Let’s be honest, everything I’m writing these days is touched by what’s happening on this planet with COVID, and all of it has to do with the Grief post I did a few weeks ago. And some of my thoughts are longer than a single post. So this is technically Grieving, Part 3, but I didn’t want to do PTSD Part 1 (Grieving Part 3) so here we are. If you have a problem with my inconsistency over numbering, I’m sorry.
Ever since all of this started back in early March, I’ve been having incredibly vivid dreams. I can’t remember any of them, but I know that they’re happening, and I know that they’re vivid. In chatting with others, I’ve discovered that I’m not the only one. In fact, it seems to be a bit of pandemic, if I may use that word. The point of this story, though, is that I use my dreams in therapy. So the fact that I’ve been having them but they’ve been elusive has been frustrating. So the other night, as I was going to bed, I put a request into the ether: please let me remember my dreams.
Holy crap. There is a reason my dreams have been hiding.
I spent my time asleep in the kind of horror movie that you can still feel in your belly a decade later. Then I woke up at 1:30am and didn’t get back to sleep for the rest of the night. No thank you, ma’am. I will stare at a dark ceiling for the next three days if that means that I don’t have to participate in that terrifying experience.
After taking a couple days to recover, I dutifully wrote them down and yesterday picked them apart with my therapist. Two things happened. One, I had a “typical pandemic dream” as she described it. All of humanity is facing an unraveling on a massive scale: our institutions, our way of living, our beliefs — all of what we “know” to be “true” is coming apart at the seams. And our collective subconscious is handling that nightmare literally — as a nightmare.

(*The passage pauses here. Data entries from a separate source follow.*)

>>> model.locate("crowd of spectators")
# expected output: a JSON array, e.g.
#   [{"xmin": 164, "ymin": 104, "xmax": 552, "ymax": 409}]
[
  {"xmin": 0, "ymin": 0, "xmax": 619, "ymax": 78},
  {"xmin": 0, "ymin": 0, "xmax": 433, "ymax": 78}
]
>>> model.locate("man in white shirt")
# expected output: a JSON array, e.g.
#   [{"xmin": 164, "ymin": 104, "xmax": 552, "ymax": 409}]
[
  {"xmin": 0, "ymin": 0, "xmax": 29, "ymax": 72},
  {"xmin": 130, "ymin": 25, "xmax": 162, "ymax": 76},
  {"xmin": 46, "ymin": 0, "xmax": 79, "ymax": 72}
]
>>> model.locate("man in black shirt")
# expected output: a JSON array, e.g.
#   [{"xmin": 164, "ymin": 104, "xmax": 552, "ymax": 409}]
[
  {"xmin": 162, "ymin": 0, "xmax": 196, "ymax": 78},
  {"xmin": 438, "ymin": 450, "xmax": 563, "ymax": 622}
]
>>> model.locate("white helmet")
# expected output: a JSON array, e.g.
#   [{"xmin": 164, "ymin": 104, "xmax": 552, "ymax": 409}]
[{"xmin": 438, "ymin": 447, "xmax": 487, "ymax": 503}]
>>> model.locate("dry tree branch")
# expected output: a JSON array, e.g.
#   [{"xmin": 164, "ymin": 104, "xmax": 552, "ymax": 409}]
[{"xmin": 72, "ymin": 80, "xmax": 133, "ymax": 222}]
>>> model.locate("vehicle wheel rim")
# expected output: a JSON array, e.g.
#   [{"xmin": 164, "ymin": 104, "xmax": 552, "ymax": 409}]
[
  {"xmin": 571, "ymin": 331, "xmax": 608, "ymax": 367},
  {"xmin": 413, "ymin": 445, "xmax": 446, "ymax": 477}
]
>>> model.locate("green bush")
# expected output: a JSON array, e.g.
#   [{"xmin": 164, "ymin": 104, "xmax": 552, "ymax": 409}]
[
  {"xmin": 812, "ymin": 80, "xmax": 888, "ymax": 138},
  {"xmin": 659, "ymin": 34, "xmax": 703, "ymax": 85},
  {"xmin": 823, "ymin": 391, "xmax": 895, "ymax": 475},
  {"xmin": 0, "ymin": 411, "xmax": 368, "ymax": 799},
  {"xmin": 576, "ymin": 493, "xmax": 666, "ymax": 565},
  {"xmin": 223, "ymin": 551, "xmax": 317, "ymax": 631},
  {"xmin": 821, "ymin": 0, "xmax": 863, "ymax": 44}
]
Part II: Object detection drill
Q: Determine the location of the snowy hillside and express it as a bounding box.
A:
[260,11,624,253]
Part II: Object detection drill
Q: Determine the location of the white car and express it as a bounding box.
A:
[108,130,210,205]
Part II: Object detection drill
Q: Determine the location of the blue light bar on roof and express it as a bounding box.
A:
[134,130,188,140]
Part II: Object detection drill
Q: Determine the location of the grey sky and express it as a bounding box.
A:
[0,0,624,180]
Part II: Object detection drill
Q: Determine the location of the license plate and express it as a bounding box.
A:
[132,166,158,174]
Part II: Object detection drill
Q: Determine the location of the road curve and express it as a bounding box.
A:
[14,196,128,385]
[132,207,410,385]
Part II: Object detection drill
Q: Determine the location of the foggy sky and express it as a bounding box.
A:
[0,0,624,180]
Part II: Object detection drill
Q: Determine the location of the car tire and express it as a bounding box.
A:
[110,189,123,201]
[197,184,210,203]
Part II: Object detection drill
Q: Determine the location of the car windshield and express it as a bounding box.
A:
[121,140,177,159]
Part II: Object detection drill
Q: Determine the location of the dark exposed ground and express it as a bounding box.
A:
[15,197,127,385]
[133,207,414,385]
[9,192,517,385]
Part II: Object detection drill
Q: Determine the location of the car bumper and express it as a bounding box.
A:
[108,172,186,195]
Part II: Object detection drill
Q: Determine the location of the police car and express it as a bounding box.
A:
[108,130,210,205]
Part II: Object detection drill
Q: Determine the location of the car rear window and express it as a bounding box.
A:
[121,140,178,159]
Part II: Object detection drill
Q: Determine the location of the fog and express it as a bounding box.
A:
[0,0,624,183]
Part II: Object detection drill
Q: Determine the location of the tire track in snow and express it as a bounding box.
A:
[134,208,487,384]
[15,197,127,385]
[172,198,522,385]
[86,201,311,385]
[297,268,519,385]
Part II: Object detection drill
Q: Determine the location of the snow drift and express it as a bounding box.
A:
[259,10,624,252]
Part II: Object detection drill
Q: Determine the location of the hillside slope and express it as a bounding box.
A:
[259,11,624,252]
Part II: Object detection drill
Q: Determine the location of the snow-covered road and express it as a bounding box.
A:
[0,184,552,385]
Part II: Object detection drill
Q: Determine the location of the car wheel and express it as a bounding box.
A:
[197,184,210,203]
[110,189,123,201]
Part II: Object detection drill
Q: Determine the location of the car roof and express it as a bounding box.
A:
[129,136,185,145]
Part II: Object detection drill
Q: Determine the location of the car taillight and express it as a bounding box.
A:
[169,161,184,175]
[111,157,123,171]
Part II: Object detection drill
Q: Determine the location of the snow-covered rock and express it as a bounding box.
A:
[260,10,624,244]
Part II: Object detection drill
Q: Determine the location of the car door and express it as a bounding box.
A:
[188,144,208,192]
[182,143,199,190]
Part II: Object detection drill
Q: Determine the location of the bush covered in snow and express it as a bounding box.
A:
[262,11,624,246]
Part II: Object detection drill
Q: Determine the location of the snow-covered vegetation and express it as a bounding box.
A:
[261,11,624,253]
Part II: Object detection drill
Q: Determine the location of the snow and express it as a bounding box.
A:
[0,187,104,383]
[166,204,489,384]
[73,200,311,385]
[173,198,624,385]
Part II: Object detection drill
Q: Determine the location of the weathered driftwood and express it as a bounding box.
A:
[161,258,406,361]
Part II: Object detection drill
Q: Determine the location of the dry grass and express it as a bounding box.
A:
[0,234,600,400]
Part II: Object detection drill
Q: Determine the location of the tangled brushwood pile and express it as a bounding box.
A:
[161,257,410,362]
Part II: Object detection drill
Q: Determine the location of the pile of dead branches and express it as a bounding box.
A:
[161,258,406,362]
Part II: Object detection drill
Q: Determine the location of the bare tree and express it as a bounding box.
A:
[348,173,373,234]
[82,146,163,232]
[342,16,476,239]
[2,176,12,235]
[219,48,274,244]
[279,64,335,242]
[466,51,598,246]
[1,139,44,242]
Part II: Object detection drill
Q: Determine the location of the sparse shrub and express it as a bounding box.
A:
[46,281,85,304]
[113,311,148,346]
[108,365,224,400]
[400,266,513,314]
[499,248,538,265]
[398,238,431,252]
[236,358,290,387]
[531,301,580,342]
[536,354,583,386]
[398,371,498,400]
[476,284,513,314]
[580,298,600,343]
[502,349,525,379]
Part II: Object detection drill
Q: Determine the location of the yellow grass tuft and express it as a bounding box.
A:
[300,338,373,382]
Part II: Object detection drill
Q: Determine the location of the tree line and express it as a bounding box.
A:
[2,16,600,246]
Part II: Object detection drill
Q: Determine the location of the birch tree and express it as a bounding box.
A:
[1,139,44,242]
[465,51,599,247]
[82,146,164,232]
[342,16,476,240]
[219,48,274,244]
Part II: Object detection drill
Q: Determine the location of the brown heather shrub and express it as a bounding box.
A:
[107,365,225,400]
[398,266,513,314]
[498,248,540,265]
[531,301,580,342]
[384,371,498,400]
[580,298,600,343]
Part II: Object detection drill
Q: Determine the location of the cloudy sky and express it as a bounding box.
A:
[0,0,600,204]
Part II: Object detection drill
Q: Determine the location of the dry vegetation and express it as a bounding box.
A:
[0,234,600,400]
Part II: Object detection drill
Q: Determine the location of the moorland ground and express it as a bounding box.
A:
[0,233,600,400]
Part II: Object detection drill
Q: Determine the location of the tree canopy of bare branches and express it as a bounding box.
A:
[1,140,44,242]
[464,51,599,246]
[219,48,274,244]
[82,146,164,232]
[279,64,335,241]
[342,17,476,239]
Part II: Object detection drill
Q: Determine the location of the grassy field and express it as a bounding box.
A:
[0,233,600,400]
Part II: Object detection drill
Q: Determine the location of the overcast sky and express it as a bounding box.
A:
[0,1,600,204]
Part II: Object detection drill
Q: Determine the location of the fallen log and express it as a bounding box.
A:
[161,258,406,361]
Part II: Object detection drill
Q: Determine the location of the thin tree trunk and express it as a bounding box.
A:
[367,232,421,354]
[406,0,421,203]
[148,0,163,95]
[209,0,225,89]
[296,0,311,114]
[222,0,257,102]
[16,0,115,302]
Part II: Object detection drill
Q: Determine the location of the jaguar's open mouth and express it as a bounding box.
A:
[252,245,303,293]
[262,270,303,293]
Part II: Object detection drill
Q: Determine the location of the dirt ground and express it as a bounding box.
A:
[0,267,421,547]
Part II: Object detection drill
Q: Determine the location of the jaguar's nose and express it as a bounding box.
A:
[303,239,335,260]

The other thing that happened was a huge surprise to me and not at all surprising to those close to me: I discovered that I have PTSD. It’s really specific, so I have not been triggered since the precipitating event, but walk with me a bit, and I’ll tell you about it.
For those of you who’ve read my book, you know that I almost died multiple times in a single day, all around a literal hole in my heart. For the past almost six years, my general response to that day is that I’ve developed a healthy respect for trauma surgeons, and my greatest fear isn’t dying, it’s dying on a hospital bed.
Turns out that last part isn’t quite accurate. There were two moments specifically that horrific day that have wedged themselves into my brain and body and when triggered, I go back to those moments, and I become so terrified that I split apart. Literally PTSD.
And those moments are (drumroll please), almost dying ALONE in a hospital bed, and being on a ventilator.
I don’t know if you’ve noticed, but there’s been a lot of news lately about people dying alone and on a ventilator.
I’ve stopped watching and reading and listening to the news, but the damage, as they say, has already been done.